Bienveillance et relations conflictuelles
Un article du monde en date du 27 août 2021 et intitulé « On est en train de devenir complètement nunuche : comment l’exigence de bienveillance empoisonne les relations sociales »a attiré mon attention.
Il est question du fait que l’injonction de bienveillance dans nos relations finit par être contre-productive : alors qu’elle vise à instaurer un dialogue ouvert et non agressif par la mise en confiance de notre interlocuteur en lui faisant part de nos bonnes intentions à son égard, cette précaution nous amène à être moins directs, précautionneux dans nos propos et donc suspectés de manipulation par celui à qui l’on veut du bien. De fait, la bienveillance peut générer des relations conflictuelles, celles-là même qu’elle entendait éviter. Le monde du management n’échappe pas à ce phénomène.
La crainte de mal faire
Bon nombre de managers que je croise disent d’abord ne surtout pas vouloir jouer le rôle du « méchant », ni celui du petit chef autoritaire qui abuse de son petit pouvoir. Ils se posent ensuite la question de savoir s’ils ont assez donné à leurs collaborateurs.
Alors ils font attention :
- aux feed back que leurs collaborateurs pourraient prendre mal,
- à ne pas être trop directs dans leurs propos pour ne pas heurter la sensibilité de leurs équipiers,
- à être égalitaristes dans la manière de les diriger,
- à capter les signaux faibles que pourraient leur envoyer leurs collaborateurs sur ce qu’ils attendent de leur manager et sur leur bien-être.
Pour autant :
- Intérieurement, ils bouillent de voir des collaborateurs répéter les mêmes erreurs alors qu’ils ont du potentiel
- Ils n’ont pas de retours sur la pertinence de tout ce qu’ils ont donné, alors ils se posent la question de leur propre valeur ajoutée (ce qu’accentue le télétravail)
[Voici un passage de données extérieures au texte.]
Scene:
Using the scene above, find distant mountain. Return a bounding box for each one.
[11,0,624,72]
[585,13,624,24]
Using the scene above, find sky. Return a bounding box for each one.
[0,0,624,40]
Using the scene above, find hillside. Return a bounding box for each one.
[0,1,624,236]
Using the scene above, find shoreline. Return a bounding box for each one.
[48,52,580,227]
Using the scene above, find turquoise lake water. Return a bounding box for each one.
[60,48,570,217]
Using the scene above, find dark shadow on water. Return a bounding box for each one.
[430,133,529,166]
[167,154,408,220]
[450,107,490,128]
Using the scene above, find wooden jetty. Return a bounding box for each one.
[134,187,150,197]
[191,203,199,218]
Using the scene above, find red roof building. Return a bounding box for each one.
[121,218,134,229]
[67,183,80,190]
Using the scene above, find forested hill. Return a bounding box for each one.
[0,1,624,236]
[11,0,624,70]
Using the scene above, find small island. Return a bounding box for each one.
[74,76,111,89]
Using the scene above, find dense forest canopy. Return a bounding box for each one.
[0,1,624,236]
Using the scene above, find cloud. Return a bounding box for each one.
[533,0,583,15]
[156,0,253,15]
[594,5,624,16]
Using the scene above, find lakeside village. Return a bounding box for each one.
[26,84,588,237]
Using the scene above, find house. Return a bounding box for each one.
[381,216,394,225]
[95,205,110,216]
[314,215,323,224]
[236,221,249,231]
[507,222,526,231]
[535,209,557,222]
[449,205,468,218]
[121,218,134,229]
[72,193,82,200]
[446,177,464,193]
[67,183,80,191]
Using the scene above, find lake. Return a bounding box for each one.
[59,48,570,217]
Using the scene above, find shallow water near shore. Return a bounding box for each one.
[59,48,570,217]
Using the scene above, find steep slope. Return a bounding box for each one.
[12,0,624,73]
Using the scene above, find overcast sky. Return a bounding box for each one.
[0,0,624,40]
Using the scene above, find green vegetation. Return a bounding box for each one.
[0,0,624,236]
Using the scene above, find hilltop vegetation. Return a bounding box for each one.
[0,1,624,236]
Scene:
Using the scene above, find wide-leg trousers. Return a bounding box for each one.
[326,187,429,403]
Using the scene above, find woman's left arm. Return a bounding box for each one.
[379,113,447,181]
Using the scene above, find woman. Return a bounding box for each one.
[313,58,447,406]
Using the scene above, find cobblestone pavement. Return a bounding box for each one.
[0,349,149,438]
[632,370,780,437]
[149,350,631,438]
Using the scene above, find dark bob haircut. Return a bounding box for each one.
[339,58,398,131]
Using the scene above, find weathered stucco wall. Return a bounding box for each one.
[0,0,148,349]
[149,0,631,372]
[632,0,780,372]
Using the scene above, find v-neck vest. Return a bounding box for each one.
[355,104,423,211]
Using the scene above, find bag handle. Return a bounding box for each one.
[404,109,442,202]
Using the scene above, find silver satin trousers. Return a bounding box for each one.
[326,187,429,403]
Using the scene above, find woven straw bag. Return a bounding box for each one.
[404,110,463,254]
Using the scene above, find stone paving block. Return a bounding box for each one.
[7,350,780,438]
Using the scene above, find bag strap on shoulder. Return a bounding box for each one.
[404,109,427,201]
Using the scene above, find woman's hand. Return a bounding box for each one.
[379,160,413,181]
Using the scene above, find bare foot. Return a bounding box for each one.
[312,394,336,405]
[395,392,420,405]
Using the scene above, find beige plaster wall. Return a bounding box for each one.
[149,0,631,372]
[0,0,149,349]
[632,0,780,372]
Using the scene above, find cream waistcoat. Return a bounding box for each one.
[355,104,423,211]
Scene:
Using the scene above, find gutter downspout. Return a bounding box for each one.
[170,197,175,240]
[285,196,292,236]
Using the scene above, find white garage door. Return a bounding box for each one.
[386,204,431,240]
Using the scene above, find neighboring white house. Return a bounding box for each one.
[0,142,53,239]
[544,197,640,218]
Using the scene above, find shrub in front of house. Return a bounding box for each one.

Alors que les collaborateurs ne savent plus où ils en sont par défaut de points de repères sur leur performance professionnelle de la part de leur manager
Les dérives de la bienveillance
L’article cité plus haut souligne de manière pertinente les dérives possibles d’une bienveillance érigée en dogme et nous observons qu’elle encourage un management précautionneux qui peut produire l’inverse de ce qu’il recherche : une dégradation des relations manager/managé, des attentes respectives non exprimées, donc de la frustration de part et d’autre.
Et si l’exigence constituait l’authentique bienveillance ?
Substituons au management précautionneux un management basé sur des relations exigeantes dans lequel chacun – manager et managé – exprime ce qu’il souhaite de l’autre pour tenir sa fonction. Un management dans lequel recevoir un feed back est une condition pour progresser et non une blessure narcissique, dans lequel enfin, demander de l’aide est une manifestation de responsabilité et de professionnalisme et non un aveu d’incompétence infâmant.
Cet éclairage nous rappelle que la bienveillance est intimement liée à l’authentique exigence et que donner sans avoir rendu notre interlocuteur demandeur, c’est prendre le risque de l’assistanat.